MOBILE, Ala. (AP) - Inbee Park is back defending her No. 1 ranking, instead of watching others try to take it away from her.
Second-ranked Stacy Lewis couldn’t take advantage of Park’s absence last week at the Kingsmill Championship in Virginia, but they’ll be competing head to head again at the Airbus LPGA Classic starting Thursday on The Crossings course at Magnolia Grove that’s part of the Robert Trent Jones Golf Trail.
She watched Adam Scott wrest the PGA Tour’s top ranking from Tiger Woods on Monday without competing that week.
“It would be nice to get it the way Adam Scott did, but I want to win tournaments at the end of the day,” Lewis said Wednesday. “Being No. 1 in the world is definitely a goal but you can’t think about it all the time.
“If it’s something I’m thinking about trying to make a birdie putt, it’s just not going to happen, so I just have to keep doing what I know is right. Even if I do get to No. 1, the goals don’t change. It’s still, give myself a chance to win on Sunday and let everything else take care of itself.”
Lewis has a successful track record in Alabama, winning the state’s tournaments in Mobile and Prattville in 2012.
She wasn’t able to pass Park, who missed last week’s tournament while sick. Park has been No. 1 for more than a year.
“I wasn’t really feeling well for the last couple weeks I played … so the next week I probably took three or four days off trying to get healthier and get the bad things out of my system,” the South Korean said. “The next week I try to practice a little bit more and work on my game because I didn’t really have that big of a gap or a break when the season started, so I didn’t really have time to work on my game as much as I would like to.
“I feel like I’m back in a healthy condition, that’s the important thing.”

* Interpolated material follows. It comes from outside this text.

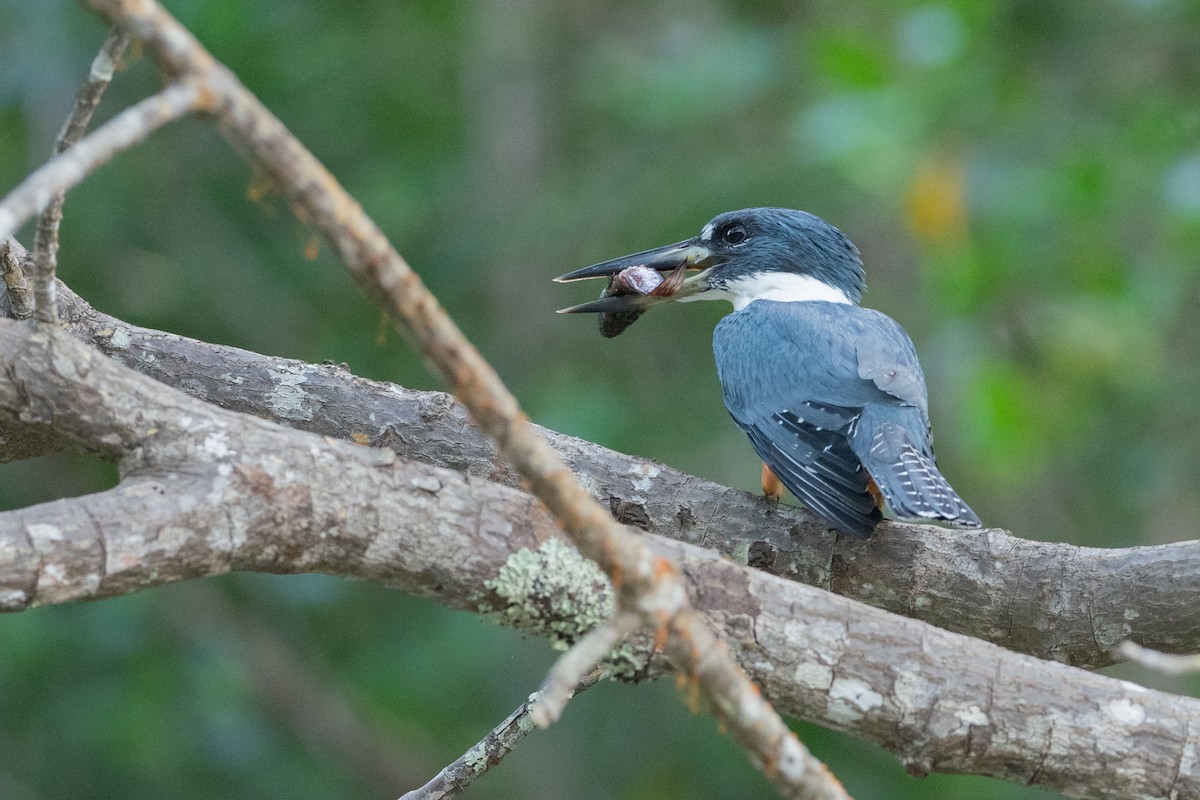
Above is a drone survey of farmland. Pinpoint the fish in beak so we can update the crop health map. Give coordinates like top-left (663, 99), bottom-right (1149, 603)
top-left (554, 239), bottom-right (718, 336)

Park is winless in eight starts this year.
Lewis has eight top-10 finishes and won the North Texas LPGA Shootout.
She expects low scores from the contenders this week.

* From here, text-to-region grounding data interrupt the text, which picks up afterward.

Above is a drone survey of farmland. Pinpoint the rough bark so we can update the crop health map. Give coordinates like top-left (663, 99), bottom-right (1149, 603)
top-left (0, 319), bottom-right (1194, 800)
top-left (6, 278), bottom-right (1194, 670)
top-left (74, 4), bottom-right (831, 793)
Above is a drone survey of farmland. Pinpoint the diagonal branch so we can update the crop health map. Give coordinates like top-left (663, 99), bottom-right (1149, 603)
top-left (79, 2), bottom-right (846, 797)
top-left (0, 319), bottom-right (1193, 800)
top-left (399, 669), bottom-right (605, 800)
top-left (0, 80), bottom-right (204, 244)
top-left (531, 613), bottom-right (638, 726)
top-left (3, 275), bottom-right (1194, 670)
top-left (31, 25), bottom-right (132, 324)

“It’s just the way the greens are set up,” Lewis said. “They’re set up to make birdies, they’re set up to kind of funnel some shots in and get them close. It’s fun for the fans, it’s fun for us to play, and being a good ball striker is where you want to be.”
For Jennifer Johnson, the return to Mobile has rekindled memories of her first LPGA Tour win last May.
She finished with back to back 7-under 65 rounds and set a tournament-record with a 21-under 267 total. Johnson birdied four of the final six holes for a one-stroke victory over Jessica Korda and Pornanong Phatlum.
She said being the defending champion could bring “a little pressure.”
“Maybe just trying to shoot the same thing I did last year because I’m always trying to do better than I did the year before,” Johnson said. “But I think the pressure really just you put it on yourself.”